Num carro conversível, Juscelino Kubitschek aparece glorioso, acenando para o estádio de São Januário lotado. Atrás do automóvel, além de arquibancadas tomadas, dezenas de pessoas carregam faixas de apoio ao presidente, que participava das comemorações ao Dia do Trabalho.
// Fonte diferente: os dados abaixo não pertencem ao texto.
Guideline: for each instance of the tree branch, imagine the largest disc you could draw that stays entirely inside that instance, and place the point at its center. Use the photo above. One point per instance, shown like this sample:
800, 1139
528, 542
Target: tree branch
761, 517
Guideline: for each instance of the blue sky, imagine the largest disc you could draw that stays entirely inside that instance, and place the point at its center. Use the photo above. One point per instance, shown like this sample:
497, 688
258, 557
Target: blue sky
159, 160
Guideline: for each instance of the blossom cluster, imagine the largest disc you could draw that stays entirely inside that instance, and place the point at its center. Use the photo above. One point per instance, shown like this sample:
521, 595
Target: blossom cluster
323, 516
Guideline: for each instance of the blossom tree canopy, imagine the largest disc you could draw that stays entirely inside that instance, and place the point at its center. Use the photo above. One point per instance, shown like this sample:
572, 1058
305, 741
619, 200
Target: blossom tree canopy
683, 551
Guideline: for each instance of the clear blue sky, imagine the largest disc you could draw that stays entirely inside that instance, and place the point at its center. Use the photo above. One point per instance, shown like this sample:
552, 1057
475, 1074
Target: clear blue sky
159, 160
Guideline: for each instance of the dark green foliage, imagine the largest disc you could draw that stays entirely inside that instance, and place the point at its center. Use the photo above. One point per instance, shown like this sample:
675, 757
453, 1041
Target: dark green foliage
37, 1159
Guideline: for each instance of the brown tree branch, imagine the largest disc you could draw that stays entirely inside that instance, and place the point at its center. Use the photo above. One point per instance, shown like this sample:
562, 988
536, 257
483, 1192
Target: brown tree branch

Quem olha a imagem original restaurada agora pelo Arquivo do Estado de São Paulo, dentro do projeto que digitaliza 166 mil ampliações e 600 mil negativos da massa falida do “Última Hora”, jornal criado em 1951 por Samuel Wainer (1910-1980),  logo percebe que se trata de uma montagem grosseira, em que imagens de diferentes perspectivas são sobrepostas à base de tesoura e cola.

Já quem viu o registro no jornal “Última Hora”, em 1956, talvez não tenha notado ou se importado com as manipulações pouco ortodoxas nas fotos, publicadas sem indicação de que foram montadas. Como explica Vladimir Sacchetta, curador da mostra sobre o acervo, no processo para impressão da imagem, imperfeições das colagens eram automaticamente minimizadas.

Embora a montagem no fotojornalismo fosse prática mais comum e mais aceita à época, retoques para realçar partes das imagens seguem sendo feitos sem pudor. Em 2006, a agência Reuters afastou o fotógrafo libanês Adnan Hajj após investigação apontar alterações digitais em fotografias de um prédio em chamas em Beirute. Na foto, a fumaça que sai do edifício é mais preta e alongada, prova de que o autor “clonou” partes da nuvem negra.

No Brasil, em 2003, um registro da posse de Lula, feito pelo fotógrafo da Folha Eduardo Knapp, em que o presidente acena em um carro conversível ao lado de sua mulher, Marisa, foi publicado na revista “Veja” manipulado. O rosto da primeira-dama ganhou picotes de papel, enquanto sumiram os que cobriam partes do rosto dele. Se casos famosos são muitos, pequenas alterações, feitas silenciosamente todos os dias, são incontáveis, um elemento intrínseco à história do fotojornalismo. A manipulação de imagens não nasceu na era digital, e a recuperação do arquivo do “Última Hora” comprova isso.